True or False: Horizontal gene transfer can only occur between closely related organisms.
False
Why is horizontal genetic transfer less likely to result in phage resistance than antibiotic resistance?
Because phage-resistance genes are less likely to be on plasmids, are rare in distant relatives, and phages have narrow host ranges.
What is an example of ecological isolation?
Finch populations adapted to different foraging environments (trees vs. ground).
What is an example of temporal isolation?
Two populations of maple trees flowering at different times of the year.
What happens if a population exceeds its carrying capacity in the logistic growth model?
(K - N) becomes negative and the population size will decrease.
Under what conditions is exponential growth expected?
When a species colonizes a new area with abundant resources and no predators.
What are examples of interference competition?

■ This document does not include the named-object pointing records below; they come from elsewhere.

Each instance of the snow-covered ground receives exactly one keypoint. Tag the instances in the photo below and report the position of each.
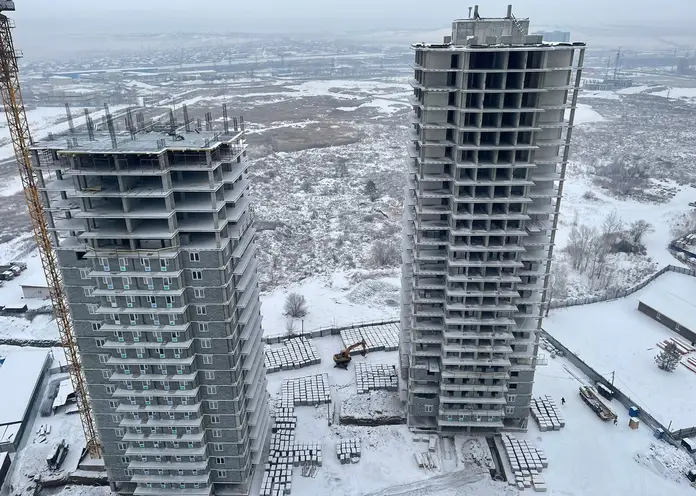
(587, 457)
(333, 301)
(615, 337)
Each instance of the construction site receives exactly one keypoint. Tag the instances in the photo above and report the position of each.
(172, 376)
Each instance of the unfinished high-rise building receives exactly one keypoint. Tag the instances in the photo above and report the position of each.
(156, 242)
(493, 117)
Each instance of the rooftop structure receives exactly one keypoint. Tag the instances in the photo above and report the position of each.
(155, 236)
(493, 116)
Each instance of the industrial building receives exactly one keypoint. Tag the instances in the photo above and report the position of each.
(493, 113)
(21, 376)
(154, 233)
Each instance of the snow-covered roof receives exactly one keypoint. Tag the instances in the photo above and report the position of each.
(19, 378)
(677, 304)
(65, 389)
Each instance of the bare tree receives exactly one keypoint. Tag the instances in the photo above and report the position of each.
(371, 190)
(558, 284)
(295, 306)
(290, 325)
(341, 168)
(669, 357)
(638, 229)
(385, 254)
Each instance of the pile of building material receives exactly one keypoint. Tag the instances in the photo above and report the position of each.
(682, 345)
(348, 450)
(548, 346)
(307, 454)
(527, 463)
(374, 376)
(303, 391)
(294, 354)
(277, 473)
(427, 460)
(377, 338)
(547, 414)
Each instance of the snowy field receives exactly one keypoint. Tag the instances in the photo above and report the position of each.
(615, 337)
(587, 457)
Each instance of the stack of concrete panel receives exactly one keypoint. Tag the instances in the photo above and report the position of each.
(348, 450)
(307, 454)
(548, 346)
(277, 474)
(309, 390)
(527, 462)
(294, 354)
(374, 376)
(547, 414)
(382, 338)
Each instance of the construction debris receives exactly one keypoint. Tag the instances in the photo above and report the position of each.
(527, 462)
(302, 391)
(373, 376)
(294, 354)
(348, 450)
(547, 414)
(377, 338)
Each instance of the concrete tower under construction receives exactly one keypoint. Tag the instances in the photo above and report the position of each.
(491, 130)
(155, 237)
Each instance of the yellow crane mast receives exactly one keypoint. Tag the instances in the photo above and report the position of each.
(21, 140)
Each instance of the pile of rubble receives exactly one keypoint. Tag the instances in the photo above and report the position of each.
(548, 346)
(294, 354)
(547, 414)
(348, 451)
(374, 376)
(527, 463)
(377, 338)
(308, 390)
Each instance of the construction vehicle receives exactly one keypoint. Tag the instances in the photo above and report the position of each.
(590, 396)
(21, 141)
(342, 359)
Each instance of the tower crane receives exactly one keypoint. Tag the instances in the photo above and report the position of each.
(21, 140)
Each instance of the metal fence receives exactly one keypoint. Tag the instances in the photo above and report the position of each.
(615, 295)
(623, 398)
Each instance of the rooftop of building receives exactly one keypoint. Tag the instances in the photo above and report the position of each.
(148, 142)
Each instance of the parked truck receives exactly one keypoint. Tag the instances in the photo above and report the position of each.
(590, 396)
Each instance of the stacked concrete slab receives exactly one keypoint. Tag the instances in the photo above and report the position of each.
(548, 346)
(284, 453)
(348, 450)
(277, 474)
(309, 390)
(293, 354)
(375, 376)
(382, 338)
(527, 462)
(547, 414)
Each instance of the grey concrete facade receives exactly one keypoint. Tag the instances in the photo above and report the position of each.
(492, 124)
(156, 243)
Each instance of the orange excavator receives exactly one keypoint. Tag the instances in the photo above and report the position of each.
(343, 358)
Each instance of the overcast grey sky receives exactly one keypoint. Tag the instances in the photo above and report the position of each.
(112, 16)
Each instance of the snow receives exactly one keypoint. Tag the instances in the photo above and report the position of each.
(330, 301)
(615, 337)
(675, 306)
(592, 457)
(604, 95)
(593, 213)
(19, 375)
(585, 114)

Birds pecking to defend territory, and antelopes butting heads for mates.
Why are evergreen conifers more successful than deciduous trees in boreal forests?
Because waxy needles survive winter and allow earlier photosynthesis.
How do fossils aid in building molecular clocks?
They help calibrate the rate of divergence in evolutionary trees.
Why are fossils important for understanding adaptive radiations?
They reveal radiation (rapid diversification) in extinct groups and deep evolutionary history.